Ghazal 3, Verse 9x

{3,9x}*

((aalam :tilism-e shahr-e ;xamoshaa;N hai sar-basar
yaa mai;N ;Gariib-e kishvar-e guft-o-shunuud thaa

1) [either] the world is an enchantment of a cemetery/'city of the silent' entirely/'head to head'
2) or I was an alien/stranger to/in the land of speaking and hearing

Notes:

shahr-e ;xaamoshaa;N : ''The city of the silent'; a cemetery'. (Platts p.738)

 

;Gariib : 'Foreign, alien; strange, wonderful; rare, unusual, extraordinary; --poor, destitute; meek, mild, humble, lowly; --a stranger, foreigner, an alien; --a poor man; a meek or humble person'. (Platts p.770)

Gyan Chand:

shahr-e ;xamoshaa;N = a cemetery. For me, this world is entirely an enchantment. Either nothing told me of its reality, or else I was a stranger in this world. The gist is that I wasn't able to understand the language of this place.

== Gyan Chand, p. 65

FWP:

SETS
SPEAKING: {14,4}

For background see S. R. Faruqi's choices. For more on Ghalib's unpublished verses, see the discussion in {4,8x}.

Gyan Chand's text has not guft-o-shunuud but buud-o-nabuud , which seems a far less probable reading than Raza's, since it sacrifices the excellent wordplay and gains nothing in return; as always, I follow Raza. In this particular case Gyan Chand's text might have been carelessly conflated with his text of {3,8x}.
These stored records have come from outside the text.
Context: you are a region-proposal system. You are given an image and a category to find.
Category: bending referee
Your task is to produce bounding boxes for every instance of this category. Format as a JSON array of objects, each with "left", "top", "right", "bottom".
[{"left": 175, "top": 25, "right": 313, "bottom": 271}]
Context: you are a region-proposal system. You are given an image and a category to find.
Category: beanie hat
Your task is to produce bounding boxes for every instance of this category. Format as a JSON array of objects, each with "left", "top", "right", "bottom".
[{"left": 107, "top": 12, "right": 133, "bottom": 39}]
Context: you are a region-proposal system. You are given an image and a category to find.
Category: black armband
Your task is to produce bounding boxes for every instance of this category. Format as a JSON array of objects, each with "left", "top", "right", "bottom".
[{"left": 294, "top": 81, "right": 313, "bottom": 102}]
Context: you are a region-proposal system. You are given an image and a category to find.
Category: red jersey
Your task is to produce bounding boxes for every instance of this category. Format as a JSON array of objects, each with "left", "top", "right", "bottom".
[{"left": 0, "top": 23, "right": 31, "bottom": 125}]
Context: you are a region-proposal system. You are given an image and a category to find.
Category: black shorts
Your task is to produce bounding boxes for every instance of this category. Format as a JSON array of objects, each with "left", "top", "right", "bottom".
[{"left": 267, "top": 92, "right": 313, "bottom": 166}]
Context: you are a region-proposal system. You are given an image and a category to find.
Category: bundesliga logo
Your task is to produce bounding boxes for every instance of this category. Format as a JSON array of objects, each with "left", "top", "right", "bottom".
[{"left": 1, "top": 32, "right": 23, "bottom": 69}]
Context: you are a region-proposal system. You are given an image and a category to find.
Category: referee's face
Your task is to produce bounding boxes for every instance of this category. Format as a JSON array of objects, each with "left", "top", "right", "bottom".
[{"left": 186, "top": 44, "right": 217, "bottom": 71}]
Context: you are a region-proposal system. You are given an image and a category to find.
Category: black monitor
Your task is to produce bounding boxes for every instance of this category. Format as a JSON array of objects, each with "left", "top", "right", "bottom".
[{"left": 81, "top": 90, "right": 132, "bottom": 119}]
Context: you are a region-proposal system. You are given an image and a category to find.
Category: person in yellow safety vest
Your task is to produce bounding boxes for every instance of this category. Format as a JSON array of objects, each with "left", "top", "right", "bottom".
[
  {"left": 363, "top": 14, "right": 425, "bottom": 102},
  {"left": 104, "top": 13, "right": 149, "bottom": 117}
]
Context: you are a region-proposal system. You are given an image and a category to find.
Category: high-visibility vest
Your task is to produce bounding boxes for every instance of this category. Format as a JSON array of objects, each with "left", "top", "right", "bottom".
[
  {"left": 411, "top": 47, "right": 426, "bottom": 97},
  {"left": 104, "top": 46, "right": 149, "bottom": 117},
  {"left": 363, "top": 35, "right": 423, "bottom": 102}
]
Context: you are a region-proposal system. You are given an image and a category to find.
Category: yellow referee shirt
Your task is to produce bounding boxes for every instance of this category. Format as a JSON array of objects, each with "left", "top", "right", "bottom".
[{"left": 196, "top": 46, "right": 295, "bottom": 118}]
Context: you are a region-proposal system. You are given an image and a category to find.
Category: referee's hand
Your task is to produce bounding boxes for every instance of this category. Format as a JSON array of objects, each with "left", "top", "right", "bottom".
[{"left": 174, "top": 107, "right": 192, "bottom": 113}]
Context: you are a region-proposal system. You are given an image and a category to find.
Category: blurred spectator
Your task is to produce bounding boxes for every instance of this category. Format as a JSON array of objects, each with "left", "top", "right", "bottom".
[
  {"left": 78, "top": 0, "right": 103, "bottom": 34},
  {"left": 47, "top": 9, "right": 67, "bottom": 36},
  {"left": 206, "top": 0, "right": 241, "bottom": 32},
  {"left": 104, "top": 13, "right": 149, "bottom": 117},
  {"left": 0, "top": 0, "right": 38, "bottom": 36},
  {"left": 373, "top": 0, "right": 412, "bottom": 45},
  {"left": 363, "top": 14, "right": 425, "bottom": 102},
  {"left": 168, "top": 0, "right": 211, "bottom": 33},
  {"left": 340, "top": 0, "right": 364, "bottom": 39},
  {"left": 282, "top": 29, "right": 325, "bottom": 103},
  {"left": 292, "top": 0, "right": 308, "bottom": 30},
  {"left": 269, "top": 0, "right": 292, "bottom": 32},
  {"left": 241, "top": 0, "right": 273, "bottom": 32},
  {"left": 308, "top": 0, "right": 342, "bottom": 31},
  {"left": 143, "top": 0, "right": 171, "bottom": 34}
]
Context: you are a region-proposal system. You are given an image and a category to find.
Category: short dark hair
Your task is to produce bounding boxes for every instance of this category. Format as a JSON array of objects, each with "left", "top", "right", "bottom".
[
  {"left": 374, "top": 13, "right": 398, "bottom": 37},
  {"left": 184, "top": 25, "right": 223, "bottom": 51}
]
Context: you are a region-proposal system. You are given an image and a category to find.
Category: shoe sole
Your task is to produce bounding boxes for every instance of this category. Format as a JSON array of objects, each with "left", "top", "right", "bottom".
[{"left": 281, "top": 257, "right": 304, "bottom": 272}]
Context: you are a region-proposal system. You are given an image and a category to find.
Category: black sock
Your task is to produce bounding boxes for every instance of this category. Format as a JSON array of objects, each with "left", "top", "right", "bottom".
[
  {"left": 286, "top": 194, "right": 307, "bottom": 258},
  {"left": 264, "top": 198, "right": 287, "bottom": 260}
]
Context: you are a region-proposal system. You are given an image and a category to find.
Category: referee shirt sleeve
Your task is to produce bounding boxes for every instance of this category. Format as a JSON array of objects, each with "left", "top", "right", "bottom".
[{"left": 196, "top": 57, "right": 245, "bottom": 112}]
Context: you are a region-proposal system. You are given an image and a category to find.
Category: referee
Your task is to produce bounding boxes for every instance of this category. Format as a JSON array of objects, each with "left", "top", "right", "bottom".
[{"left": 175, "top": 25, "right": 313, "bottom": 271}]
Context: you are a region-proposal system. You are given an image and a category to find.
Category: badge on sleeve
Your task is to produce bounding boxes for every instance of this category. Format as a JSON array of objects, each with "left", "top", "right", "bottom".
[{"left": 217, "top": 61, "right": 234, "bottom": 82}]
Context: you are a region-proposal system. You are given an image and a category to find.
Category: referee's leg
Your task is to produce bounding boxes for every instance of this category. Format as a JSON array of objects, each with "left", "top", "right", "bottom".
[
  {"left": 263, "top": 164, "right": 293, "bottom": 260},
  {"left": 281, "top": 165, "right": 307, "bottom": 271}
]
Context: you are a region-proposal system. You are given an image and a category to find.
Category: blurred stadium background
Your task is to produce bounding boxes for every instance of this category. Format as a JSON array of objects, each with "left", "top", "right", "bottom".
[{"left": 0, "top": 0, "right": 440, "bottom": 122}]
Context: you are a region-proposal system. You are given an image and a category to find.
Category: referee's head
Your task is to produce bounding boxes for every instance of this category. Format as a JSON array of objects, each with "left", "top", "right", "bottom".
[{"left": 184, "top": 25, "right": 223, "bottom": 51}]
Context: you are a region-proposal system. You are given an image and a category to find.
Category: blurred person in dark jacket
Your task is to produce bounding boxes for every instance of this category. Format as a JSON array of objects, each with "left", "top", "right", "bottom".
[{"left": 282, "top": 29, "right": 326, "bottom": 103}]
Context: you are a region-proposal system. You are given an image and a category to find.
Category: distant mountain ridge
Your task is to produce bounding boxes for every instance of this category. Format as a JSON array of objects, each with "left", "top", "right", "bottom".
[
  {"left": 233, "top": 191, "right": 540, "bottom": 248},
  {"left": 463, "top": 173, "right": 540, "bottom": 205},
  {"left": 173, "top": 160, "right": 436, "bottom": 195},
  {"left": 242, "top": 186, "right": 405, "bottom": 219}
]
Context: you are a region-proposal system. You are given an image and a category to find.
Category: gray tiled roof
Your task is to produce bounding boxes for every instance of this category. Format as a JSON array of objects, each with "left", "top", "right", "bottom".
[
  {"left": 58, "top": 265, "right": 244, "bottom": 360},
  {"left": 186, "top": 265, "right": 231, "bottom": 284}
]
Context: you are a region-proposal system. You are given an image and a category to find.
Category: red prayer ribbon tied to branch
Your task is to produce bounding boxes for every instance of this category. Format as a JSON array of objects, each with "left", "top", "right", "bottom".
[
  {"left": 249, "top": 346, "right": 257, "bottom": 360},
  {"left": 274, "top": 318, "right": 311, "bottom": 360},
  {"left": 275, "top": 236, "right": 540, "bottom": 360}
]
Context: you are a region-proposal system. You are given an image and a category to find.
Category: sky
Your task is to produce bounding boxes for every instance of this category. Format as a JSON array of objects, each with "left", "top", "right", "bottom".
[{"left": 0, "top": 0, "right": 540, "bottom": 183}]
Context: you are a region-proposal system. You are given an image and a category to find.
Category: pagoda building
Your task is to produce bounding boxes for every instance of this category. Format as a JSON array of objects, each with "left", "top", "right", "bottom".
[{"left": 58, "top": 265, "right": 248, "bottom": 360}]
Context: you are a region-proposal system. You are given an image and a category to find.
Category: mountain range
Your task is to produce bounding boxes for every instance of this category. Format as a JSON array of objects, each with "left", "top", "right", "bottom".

An enchantment [:tilism] is a magic world, a narrative concept developed to the highest possible degree in the Dastan of Amir Hamzah. An enchanted world in which no one could speak or hear, or at least no one did speak or hear, would be a fine realm for a hero to explore. But the speaker feels that either he's trapped in a cemetery, or else he's an 'alien' or 'destitute'-- no matter what the explanation, he's not a gallant hero but someone who's hopelessly isolated and alone. Either people in this enchanted realm neither speak nor hear (since they're literally or metaphorically dead), or else he himself is a kind of deaf-mute and cannot even hear their conversation, much less share in it; thus he himself is socially 'dead'.

Needless to say, without the wordplay of 'city of the silent' for 'cemetery', this verse wouldn't have a leg to stand on. While we're mentioning body parts, 'head to head' is a great touch, in a verse based on speech and hearing.

Compare Mir's more spectacularly radical use of the idea of a :tilism : M{1314,9}.